Maria Patrona Bavariae (Latin for Maria, saviour of Bavaria; German: Maria, Beschützerin Bayerns; also, Pfarrkirche St. Michael) is a Roman-catholic and the only church in Ringelai.

== History ==
The first chapel was built in the 15th century as a side church of the main one in Perlesreut, dedicated to St. Michael. A church was built in 1749 to 1752 by the plans of Severin Goldberger (1695–1758), again dedicated to St. Michael. After plans were made to found a separate parish for Ringelai in 1894, a church building association was founded in New Year's eve of 1903 and later a parish hall. A cemetery was built in 1908 and 11 years later the construction of a new and bigger church was announced. German architect Michael Kurz planned the construction in 1919, finishing on November 22, 1920. As of now, the church has a side church in Neidberg called St. Heart of Jesus, built in 1923, serving as a chapel for the retirement home in Neidberg until 1989.

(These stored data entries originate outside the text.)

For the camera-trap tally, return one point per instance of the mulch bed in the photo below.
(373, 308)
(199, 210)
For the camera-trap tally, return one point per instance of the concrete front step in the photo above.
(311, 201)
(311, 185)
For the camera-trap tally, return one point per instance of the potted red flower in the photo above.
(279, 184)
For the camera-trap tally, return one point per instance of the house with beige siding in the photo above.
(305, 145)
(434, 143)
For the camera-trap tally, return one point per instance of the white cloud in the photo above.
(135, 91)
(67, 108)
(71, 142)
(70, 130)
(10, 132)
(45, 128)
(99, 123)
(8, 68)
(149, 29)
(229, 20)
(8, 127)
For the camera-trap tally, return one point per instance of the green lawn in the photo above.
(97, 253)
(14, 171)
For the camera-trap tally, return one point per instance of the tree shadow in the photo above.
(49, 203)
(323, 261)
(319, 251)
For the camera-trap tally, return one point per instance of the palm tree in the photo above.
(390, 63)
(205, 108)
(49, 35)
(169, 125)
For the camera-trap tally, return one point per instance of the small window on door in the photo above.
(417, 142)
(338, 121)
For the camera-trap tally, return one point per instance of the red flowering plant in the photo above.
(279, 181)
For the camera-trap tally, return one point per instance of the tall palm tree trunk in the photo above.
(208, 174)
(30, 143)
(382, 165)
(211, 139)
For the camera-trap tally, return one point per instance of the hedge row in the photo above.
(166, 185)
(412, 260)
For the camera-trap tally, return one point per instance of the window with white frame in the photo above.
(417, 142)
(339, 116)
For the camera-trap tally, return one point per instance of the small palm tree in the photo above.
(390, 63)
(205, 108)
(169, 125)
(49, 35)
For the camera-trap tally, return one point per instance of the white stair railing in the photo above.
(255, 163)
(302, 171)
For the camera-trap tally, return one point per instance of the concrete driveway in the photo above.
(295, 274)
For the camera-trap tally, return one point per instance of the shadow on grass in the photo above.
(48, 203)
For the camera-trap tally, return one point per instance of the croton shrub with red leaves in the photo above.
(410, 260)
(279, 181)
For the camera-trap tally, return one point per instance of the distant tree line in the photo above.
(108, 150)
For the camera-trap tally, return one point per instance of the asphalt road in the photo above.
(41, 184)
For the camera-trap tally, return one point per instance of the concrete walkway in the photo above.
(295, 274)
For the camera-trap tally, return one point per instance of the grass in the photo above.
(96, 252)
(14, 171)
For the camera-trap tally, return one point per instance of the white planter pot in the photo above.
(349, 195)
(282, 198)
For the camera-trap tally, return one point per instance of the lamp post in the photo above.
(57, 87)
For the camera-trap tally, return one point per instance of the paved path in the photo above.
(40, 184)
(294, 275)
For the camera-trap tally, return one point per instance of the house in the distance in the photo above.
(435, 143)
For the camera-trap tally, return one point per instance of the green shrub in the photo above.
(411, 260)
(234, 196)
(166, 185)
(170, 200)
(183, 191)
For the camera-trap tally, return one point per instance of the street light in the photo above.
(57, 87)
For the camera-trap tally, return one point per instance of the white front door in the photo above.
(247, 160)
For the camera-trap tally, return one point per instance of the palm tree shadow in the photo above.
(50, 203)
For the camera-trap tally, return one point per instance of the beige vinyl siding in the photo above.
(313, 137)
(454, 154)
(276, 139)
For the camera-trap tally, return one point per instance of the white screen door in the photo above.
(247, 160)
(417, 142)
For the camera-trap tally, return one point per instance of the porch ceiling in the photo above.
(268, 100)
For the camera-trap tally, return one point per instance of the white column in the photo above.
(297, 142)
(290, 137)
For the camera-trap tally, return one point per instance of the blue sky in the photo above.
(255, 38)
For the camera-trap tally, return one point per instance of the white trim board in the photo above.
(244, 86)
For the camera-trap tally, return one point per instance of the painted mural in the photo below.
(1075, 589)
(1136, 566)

== Architecture and furnishing ==
The church has a hall made of unplastered stone masonry with a stitch cap vault,. It is plastered white on the inside, the architectural structural elements, such as the vault ribs are gray. The ceiling fresco shows Christ rising from the grave.

The church is equipped with three altars in baroque shapes. They are made of black marble and are richly decorated with ornamental decorative elements made of gold-plated stucco. The altarpiece of the main altar is a colored relief with a Madonna in a halo.

Next to the cemetery, the church grounds also have a parish hall and a small choir room.

=== Bells ===
There are four bells. The first bell is a bronze one from 1479, while the three other ones are from 1922 made of steel in Bochum.

== Priests ==
The first ever priest of the church was Josef Kainz from 1921 to 1937, the second one was Matthias Siglmüller from 1937 to 1941, the third Karl Scheuchenzuber from 1941 to 1948 and after him Leo Nentwich until 1953. As of 2024, the priest is Johannes Spitaler.